I’ve been really looking forward to writing about this plant so please sit back and prepare to share my enthusiasm. My joy and delight at this time of year is a grass which rejoices in the wonderful name of Molinia caerulea subsp. arundinacea ‘Transparent’. Thankfully it is also known as the Purple Moor Grass which makes asking for it rather more straightforward.
In spring it starts into life, putting out hummocks of strap-like mid-green leaves which grow up and then arch over, rather like the Japanese Hakone grass, Hakonechloa macra, only taller. Then in July it swings smoothly into action, jetting long slim stems high above the leaves to well over a metre, each one of which carries airy pairs of purple, feathery spikelets right down its top third. These spikelets, which are the flowers, have a slight sheen to them which catches the light and as the stems move in even the slightest breeze, the result is a constantly moving veil of shimmer. But this is not the best feature – it becomes truly breathtaking after a shower of rain when each flower head carries its own drop of water which gleam like tiny gems as they move in the sun. ‘Transparent’ has the most enduring flower heads of all the ten varieties available in the UK.
In terms of maintenance it is one of the easiest grasses, requiring only that you cut down spent stems and foliage in late winter before the new growth begins. It flourishes easily on most soils provided they are not too dry, in full sun or partial shade. Pests appear to ignore it (though it may harbour the occasional snail).

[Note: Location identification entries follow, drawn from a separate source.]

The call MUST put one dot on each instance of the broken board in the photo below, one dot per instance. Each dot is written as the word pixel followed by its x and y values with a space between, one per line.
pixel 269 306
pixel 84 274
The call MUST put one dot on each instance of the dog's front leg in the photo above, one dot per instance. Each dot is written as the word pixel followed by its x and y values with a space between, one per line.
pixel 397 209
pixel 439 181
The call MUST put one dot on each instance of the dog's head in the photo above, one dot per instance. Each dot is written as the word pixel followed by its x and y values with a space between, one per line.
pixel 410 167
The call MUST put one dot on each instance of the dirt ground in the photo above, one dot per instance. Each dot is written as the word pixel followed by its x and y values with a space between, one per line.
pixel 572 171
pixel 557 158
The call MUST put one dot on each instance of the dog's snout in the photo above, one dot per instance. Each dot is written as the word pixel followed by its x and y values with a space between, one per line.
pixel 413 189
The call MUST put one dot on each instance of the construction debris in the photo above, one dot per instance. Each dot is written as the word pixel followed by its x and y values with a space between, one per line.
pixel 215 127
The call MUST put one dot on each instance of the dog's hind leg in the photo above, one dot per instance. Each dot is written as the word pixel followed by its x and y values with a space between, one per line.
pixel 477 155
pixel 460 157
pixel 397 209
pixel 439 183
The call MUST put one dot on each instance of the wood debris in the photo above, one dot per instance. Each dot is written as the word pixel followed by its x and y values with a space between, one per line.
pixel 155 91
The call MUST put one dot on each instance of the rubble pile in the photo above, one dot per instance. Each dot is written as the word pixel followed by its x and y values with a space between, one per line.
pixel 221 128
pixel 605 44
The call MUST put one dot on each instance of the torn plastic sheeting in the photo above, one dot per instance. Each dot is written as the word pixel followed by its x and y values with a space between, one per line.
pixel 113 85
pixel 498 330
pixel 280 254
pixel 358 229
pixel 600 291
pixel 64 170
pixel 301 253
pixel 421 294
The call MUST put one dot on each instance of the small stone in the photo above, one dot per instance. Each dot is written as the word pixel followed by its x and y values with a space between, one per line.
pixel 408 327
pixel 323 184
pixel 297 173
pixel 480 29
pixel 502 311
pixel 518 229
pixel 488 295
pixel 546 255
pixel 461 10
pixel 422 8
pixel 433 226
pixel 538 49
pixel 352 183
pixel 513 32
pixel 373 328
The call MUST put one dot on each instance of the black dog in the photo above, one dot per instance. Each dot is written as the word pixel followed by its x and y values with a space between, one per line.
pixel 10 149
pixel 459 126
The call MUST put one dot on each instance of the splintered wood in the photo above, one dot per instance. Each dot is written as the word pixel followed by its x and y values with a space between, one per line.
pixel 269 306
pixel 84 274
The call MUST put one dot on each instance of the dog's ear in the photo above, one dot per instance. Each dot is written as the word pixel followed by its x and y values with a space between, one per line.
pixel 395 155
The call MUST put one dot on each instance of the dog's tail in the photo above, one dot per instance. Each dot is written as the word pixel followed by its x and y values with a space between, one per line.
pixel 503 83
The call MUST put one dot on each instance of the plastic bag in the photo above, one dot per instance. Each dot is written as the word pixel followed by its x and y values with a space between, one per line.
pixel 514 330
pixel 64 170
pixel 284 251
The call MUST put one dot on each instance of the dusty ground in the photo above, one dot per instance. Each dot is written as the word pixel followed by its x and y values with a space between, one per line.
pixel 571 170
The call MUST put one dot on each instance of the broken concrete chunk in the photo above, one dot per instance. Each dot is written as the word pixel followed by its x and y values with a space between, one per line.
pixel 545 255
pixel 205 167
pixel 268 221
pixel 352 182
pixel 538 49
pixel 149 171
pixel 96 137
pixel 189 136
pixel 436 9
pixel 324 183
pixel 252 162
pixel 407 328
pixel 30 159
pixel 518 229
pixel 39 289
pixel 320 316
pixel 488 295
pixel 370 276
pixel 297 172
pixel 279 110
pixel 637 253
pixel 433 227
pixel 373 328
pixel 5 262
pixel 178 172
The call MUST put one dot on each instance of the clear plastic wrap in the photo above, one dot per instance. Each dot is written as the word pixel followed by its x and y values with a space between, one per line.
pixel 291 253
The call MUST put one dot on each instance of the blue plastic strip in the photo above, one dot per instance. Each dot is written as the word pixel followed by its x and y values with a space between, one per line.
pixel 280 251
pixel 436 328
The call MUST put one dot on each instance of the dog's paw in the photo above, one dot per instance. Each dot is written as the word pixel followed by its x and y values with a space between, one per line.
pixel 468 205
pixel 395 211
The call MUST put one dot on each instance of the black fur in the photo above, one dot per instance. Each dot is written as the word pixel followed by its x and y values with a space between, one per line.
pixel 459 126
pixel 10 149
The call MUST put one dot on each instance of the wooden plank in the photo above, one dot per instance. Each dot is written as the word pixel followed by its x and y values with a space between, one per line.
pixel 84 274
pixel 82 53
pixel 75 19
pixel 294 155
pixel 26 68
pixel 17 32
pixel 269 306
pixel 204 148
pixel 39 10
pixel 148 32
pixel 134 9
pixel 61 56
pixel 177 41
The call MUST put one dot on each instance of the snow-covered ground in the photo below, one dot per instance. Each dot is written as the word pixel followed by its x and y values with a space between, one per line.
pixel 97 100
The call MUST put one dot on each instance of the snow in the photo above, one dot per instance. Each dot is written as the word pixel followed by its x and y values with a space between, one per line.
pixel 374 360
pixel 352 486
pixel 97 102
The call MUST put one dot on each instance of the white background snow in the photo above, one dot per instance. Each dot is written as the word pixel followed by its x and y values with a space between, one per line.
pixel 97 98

I grow mine in the middle of a group of three David Austin ‘Cottage Rose’ bushes and the purple spikelets float very satisfactorily above the pale pink blossoms. Equally it would work beautifully in prairie planting settings in larger groups. It lasts well into winter, when the seed-heads turn black. I have to say that I have never had it set seed anywhere – and I cannot make up my mind whether this is an advantage of not, as a few extra plants would be rather pleasing. However, they may resent being disturbed so if you feel the need to propagate yours, then carefully dig up the clump in late spring when the growth is starting, break off chunks and pot them up and grow them on for a couple of years until they are big enough to establish in the border, and mark where they are planted to avoid accidental damage during dormancy
If you can make space for one, please give it a try – I’m convinced you will come to love it as much as I do.